Figure 1. (A) Type B AD with superior mesenteric artery malperfusion. (B) Type B AD with pleural effusion. (C) Type B IMH with superior mesenteric artery malperfusion. (D) Type B IMH with pleural effusion.
Comparison of clinical characteristics between TEVAR group and MM group in type B IMH
Patients with type B IMH were divided into TEVAR group and MM group, and the clinical characteristics of the two groups were compared. There was no significant difference in gender composition and age between the two groups. Among the risk factors, the proportion of patients with dyslipidemia in the TEVAR group was significantly higher (66.7% vs. 12.0%; P < 0.001). The difference in chronicity classification between the two groups was not statistically significant between hyperacute phase and acute phase. A higher proportion of patients in the MM group were in the subacute phase compared with the TEVAR group (36.0% vs. 0%; P = 0.035). The initial symptoms were mainly chest and back pain, and one patient in the TEVAR group had loss of consciousness. There were no significant differences in systolic blood pressure, diastolic blood pressure, and heart rate between the two groups at admission. In terms of blood pressure fluctuation, the maximum daily increase of blood pressure in the TEVAR group was significantly higher than that in the MM group (32.1 ± 7.8 vs. 20.4 ± 9.4; P = 0.045). There was no significant difference in in-hospital complications between the two groups, mainly including pulmonary infection, myocardial infarction, stroke, cardiac tamponade, and aortic rupture. There were no deaths during hospitalization in the TEVAR group, compared with five deaths in the MM group (The reason is mentioned above). One-year mortality was higher in the MM group than in the TEVAR group, but the difference was not significant (12.0% vs. 8.3%; P = 1.000). All these outcomes are depicted in Table 3.

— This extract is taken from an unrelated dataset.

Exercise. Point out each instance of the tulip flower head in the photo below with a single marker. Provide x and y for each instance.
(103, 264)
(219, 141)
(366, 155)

Comparison of CT imaging between TEVAR group and MM group intype B IMH
To further investigate the differences in CT imaging characteristics between the two groups of patients with type B IMH, the following data were compared in this study: the number and location of intima lesions, the initial location and range of hematoma, the size of aorta and hematoma, CT value of hematoma, pleural effusion and other indicators and their reexamination results. The results showed that most of the patients in the TEVAR group had intima lesions (including ULP and PAU), which were significantly higher than those in the MM group (83.3% vs. 30.0%; P = 0.002). The intima lesions in the TEVAR group were mostly multiple, whereas the intima lesions in the MM group were mostly solitary. There was no significant difference between the two groups in the location of intimal lesions, which were mainly in the descending aorta. The proximal hematoma location was similar between the two groups, and most of them were located in the descending aorta (96.0% vs. 83.3%; P = 0.166). However, the TEVAR group had a wider range of hematoma involvement, with a higher proportion involving the iliac artery, and there was a significant difference between the two groups (33.3% vs. 2.0%, P = 0.004). The mean maximum diameter of the aorta in the TEVAR group was significantly larger than that in the MM group (43.6 mm ± 8.1 vs. 38.5 mm ± 7.2; P = 0.035). The maximum thickness of the hematoma was 14.9 ± 3.4 mm in the TEVAR group and 10.2 ± 2.8 mm in the MM group, the former was significantly larger than the latter (P = 0.043). There was no significant difference in the CT value of hematoma between the two groups, while the proportion of pleural effusion in the TEVAR group was significantly higher than that in the MM group (75.0% vs. 12.0%; P < 0.001). CT reexamination during hospitalization showed that a total of seven patients in the MM group had disease progression, including two patients with enlarged or thickened hematoma, and four patients with AD or aortic aneurysm. These seven patients were ultimately treated conservatively. The TEVAR group decided to receive TEVAR due to the progression of the lesion. The specific reasons were as follows: expanded hematoma scope and increased thickness in four patients, progression to AD in six patients, and increased pleural effusion in two patients. All these outcomes are depicted in Table 4.
Discussion
IMH is one of the common emergencies in vascular surgery. According to the International Registration of Aortic Dissection (IRAD) statistics, about 58% of IMH patients are classified as Stanford type B (8). This study first compared the clinical characteristics of type B IMH and type B AD. There were significant differences in gender composition between the two groups, and the proportion of males in AD group was significantly higher. The average age of the IMH group was significantly higher than that of the AD group, suggesting that the age of onset of IMH was later or the progression of the disease was slower. Studies have shown that female patients with acute aortic syndrome are older, with atypical symptoms and high mortality (9). The comparison of risk factors and common comorbidities between the two groups showed that there was no significant difference between the two groups except for chronic renal insufficiency. This may be due to the fact that the lesions of some AD patients involved the renal artery, while IMH was less likely to have poor organ perfusion and had a better long-term prognosis (10). The initial symptoms were mainly chest and back pain, and other symptoms included abdominal pain, loss of consciousness, dyspnea and so on. The admission CT images of the patients showed that AD lesions involved a wider range, and the proportion of involved iliac arteries was significantly higher than that in the IMH group. Considering the pathogenesis of AD, high-pressure blood flow travels under the intima of the rupture, so it may involve a wider range. While the hematoma of IMH is limited by the adventitia and branch vessels, the range of involvement is smaller.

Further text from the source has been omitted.